For me there’s always been something about Scottish singing voices that gives off an ‘authentic aura’ regardless of whatever topic they are singing about, as is especially the case with the song that follows Road Sign, about a man who is reminded of ‘the love of his life’ in the mundane things he sees everywhere, including the Road Signs.
Here McCulloch flits between heartfelt love songs and blue collar working imagery with ease; and a couple of times manages to combine the two. Janey (When We Were Young) opens with a mournful harmonica solo, then the story about a young lost soul arriving in the mining village; and managing to touch his heart over the next few years in a way few, if any can ever match, then disappearing when her Father’s work took them away again. It’s an intricately clever song masquerading as a simple Folk number; but be under no illusions …….. you will be left with a lump in your throat as you too, remember someone special from your own childhood.
Drinking Money, on the other hand is a jaunty Folk tale of the ‘working man’ who is willing to risk everything, as long as he has enough money to go out ‘for a drink’ at the end of the week.
The title track Compass is a left turn for the singer-songwriter, as it not just includes congas but some really fluid guitar playing on a song that may be about a literal Compass that guides his way through life; or is it a ‘moral compass’? Perhaps we will all have a different interpretation. In it’s own way, this song reminds me of the great and underrated String Driven Thing, in concept and construction; and I know Norrie is also a fan of the late Chris Adams.
On the accompanying piece of artwork Norrie included in my package, he describes his ‘work’ as ‘Folked Up Country’; and I only wish I’d though of that earlier; as it’s the perfect description for the three songs that close the album, She’s So Good, Simple Life and With You In My Life; which will all sit comfortably in the Folk Clubs of Britain, the downtown bars across Canada and the Honky-Tonks of Middle America; or basically where people gather to drink beer and listen to very good music.

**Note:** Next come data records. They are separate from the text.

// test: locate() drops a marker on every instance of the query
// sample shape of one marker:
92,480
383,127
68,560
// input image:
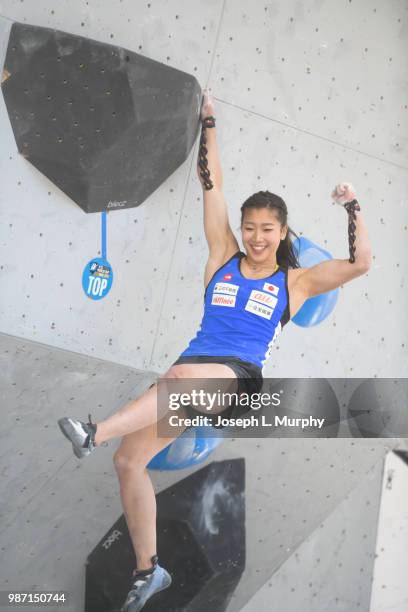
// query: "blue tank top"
242,316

Quite a few songs came under consideration for the title of Favourite Song at one time another; but from the first time I played Hollow Love a month ago to earlier today, I knew it was a very special song indeed. Like many other songs here, it has it’s roots in the work of famed Scottish songwriters like Jackie Leven, Donovan and Eddi Reader, but Guy Clark and John Prine too in the way McCulloch takes his and our emotions and rings the very life out of them.
It may have been hard work, physically and emotionally getting this album together ……. but it’s well worth it; and I have a feeling it could be a stepping stone to something special for this Son of Scotia.